Mas, os governantes dos países do Sul que prometem o ingresso no
Primeiro Mundo, mágico passaporte que nos fará, a todos, ricos e
felizes, não deveriam ser só processados por calote. Não estão só
pegando em nosso pé, não: esses governantes estão, além disso, cometendo
o delito de apologia do crime. Porque este sistema de vida que se
oferece como paraíso, fundado na exploração do próximo e na aniquilação
da natureza, é o que está fazendo adoecer nosso corpo, está envenenando
nossa alma e está deixando-nos sem mundo.
2 – É verde aquilo que se pinta de verde.
Agora, os gigantes da indústria química fazem sua
publicidade na cor verde, e o Banco Mundial lava sua imagem, repetindo a
palavra ecologia em cada página de seus informes e tingindo de verde
seus empréstimos. “Nas condições de nossos empréstimos há normas
ambientais estritas”, esclarece o presidente da suprema instituição
bancária do mund o. Somos todos ecologistas, até que alguma medida
concreta limite a liberdade de contaminação.
Quando se aprovou, no Parlamento do Uruguai, uma
tímida lei de defesa do meio-ambiente, as empresas que lançam veneno no
ar e poluem as águas sacaram, subitamente, da recém-comprada máscara
verde e gritaram sua verdade em termos que poderiam ser resumidos assim:
“os defensores da natureza são advogados da pobreza, dedicados a
sabotarem o desenvolvimento econômico e a espantarem o investimento
estrangeiro.” O Banco Mundial, ao contrário, é o principal promotor da
riqueza, do desenvolvimento e do investimento estrangeiro.
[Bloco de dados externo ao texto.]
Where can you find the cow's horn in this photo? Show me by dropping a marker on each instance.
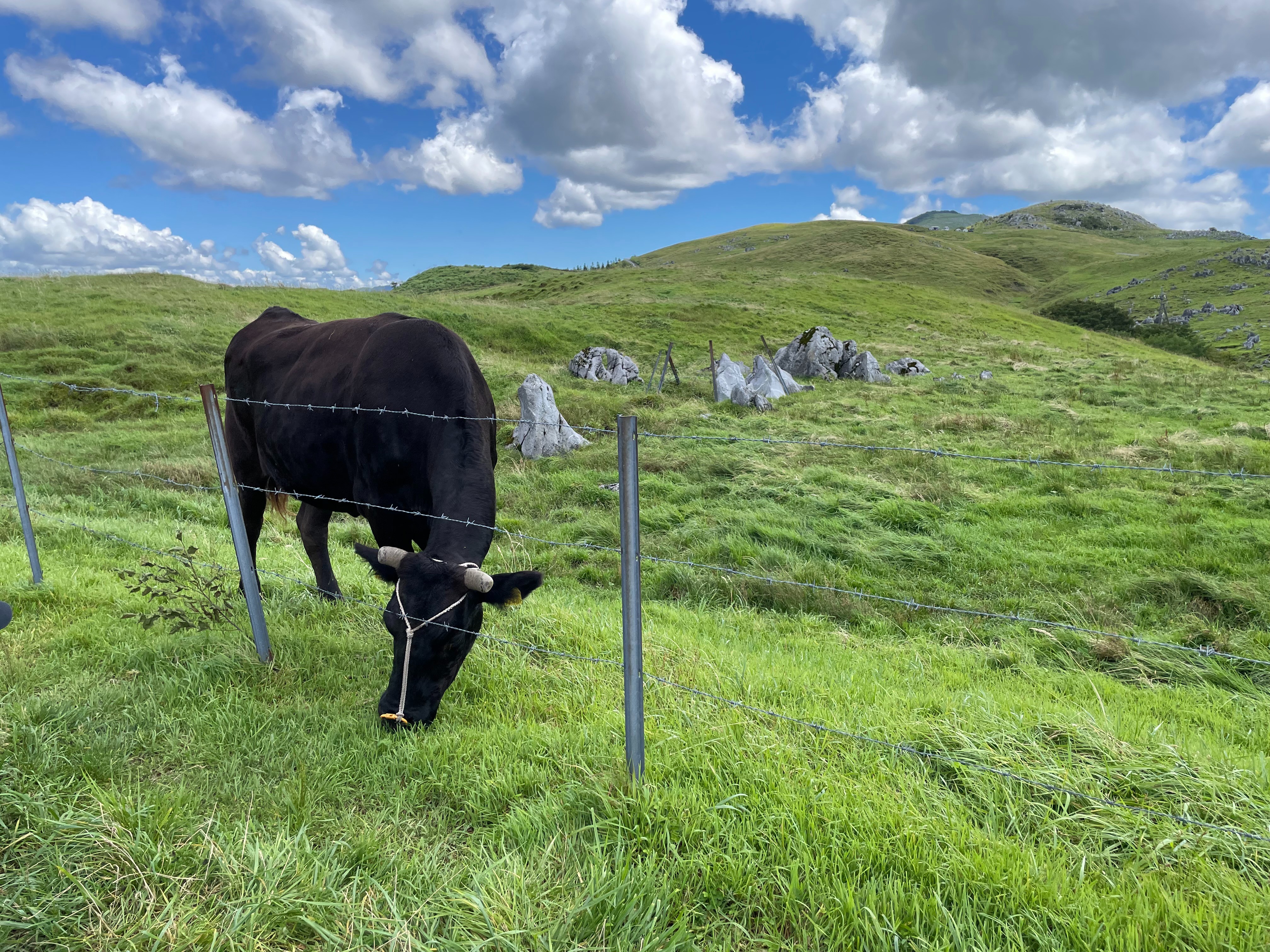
(478, 581)
(392, 555)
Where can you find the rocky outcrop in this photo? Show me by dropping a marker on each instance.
(764, 380)
(603, 365)
(815, 353)
(543, 431)
(907, 367)
(864, 366)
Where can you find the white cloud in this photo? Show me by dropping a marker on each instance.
(86, 236)
(378, 49)
(125, 18)
(620, 102)
(920, 204)
(585, 206)
(321, 263)
(199, 135)
(456, 161)
(1243, 136)
(845, 207)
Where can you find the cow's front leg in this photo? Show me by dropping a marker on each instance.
(313, 524)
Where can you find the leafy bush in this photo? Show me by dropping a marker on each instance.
(1176, 338)
(1091, 315)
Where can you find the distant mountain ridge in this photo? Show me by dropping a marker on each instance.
(939, 219)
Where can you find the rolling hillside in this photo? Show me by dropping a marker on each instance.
(159, 787)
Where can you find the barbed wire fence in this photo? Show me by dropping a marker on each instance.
(632, 663)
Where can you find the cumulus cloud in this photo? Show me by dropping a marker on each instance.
(381, 50)
(628, 129)
(321, 263)
(1243, 136)
(87, 236)
(920, 204)
(200, 136)
(625, 107)
(125, 18)
(456, 161)
(845, 207)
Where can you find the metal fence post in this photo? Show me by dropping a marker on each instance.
(633, 624)
(238, 529)
(37, 574)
Talvez, por
reunir tantas virtudes, o Banco manipulará, junto à ONU, o recém-criado
Fundo para o Meio-Ambiente Mundial. Este imposto à má consciência vai
dispor de pouco dinheiro, 100 vezes menos do que haviam pedido os
ecologistas, para financiar projetos que não destruam a natureza.
Intenção inatacável, conclusão inevitáve l: se esses projetos requerem
um fundo especial, o Banco Mundial está admitindo, de fato, que todos os
seus demais projetos fazem um fraco favor ao meio-ambiente.
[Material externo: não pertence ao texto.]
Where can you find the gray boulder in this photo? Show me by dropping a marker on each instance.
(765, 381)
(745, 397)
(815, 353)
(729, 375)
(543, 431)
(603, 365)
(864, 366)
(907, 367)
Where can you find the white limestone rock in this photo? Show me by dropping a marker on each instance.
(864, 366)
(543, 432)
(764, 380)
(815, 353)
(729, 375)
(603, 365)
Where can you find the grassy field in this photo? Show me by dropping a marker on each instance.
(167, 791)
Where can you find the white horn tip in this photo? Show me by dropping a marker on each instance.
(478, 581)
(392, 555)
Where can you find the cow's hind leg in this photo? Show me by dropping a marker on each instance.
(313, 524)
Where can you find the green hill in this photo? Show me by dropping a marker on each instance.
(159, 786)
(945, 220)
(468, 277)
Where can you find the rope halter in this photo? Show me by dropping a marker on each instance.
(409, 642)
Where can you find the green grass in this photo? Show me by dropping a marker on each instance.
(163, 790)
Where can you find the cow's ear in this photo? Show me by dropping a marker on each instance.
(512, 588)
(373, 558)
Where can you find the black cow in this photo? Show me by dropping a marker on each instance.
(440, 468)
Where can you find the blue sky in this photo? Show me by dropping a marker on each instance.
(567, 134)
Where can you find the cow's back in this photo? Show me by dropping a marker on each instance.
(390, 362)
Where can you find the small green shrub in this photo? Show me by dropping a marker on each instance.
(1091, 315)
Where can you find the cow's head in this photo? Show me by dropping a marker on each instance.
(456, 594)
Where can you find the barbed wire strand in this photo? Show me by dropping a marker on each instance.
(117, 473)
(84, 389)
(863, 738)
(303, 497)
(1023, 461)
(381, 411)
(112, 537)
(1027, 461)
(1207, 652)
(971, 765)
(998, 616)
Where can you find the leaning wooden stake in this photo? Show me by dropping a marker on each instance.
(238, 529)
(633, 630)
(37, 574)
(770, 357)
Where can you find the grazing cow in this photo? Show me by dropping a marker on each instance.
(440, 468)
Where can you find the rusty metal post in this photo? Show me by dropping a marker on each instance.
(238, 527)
O Banco se chama Mundial, da mesma forma que o
Fundo Monetário se chama Internacional, mas estes irmãos gêmeos vivem,
cobram e decidem em Washington. Quem paga, manda, e a numerosa
tecnocracia jamais cospe no prato em que come. Sendo, como é, o
principal credor do chamado Terceiro Mundo, o Banco Mundial governa
nossos escravizados países que, a título de serviço da dívida, pagam a
seus credores externos 250 mil dólares por minuto, e lhes impõe sua
política econômica, em função do dinheiro que concede ou promete. A
divinização do mercado, que compra cada vez menos e paga cada vez pior,
permite abarrotar de mágicas bugigangas as grandes cidades do sul do
mundo, drogadas pela religião do consumo, enquanto os campos se esgotam,
poluem-se as águas que os alimentam, e uma crosta seca cobre os
desertos que antes foram bosques.
3 – Entre o capital e o trabalho, a ecologia é neutra.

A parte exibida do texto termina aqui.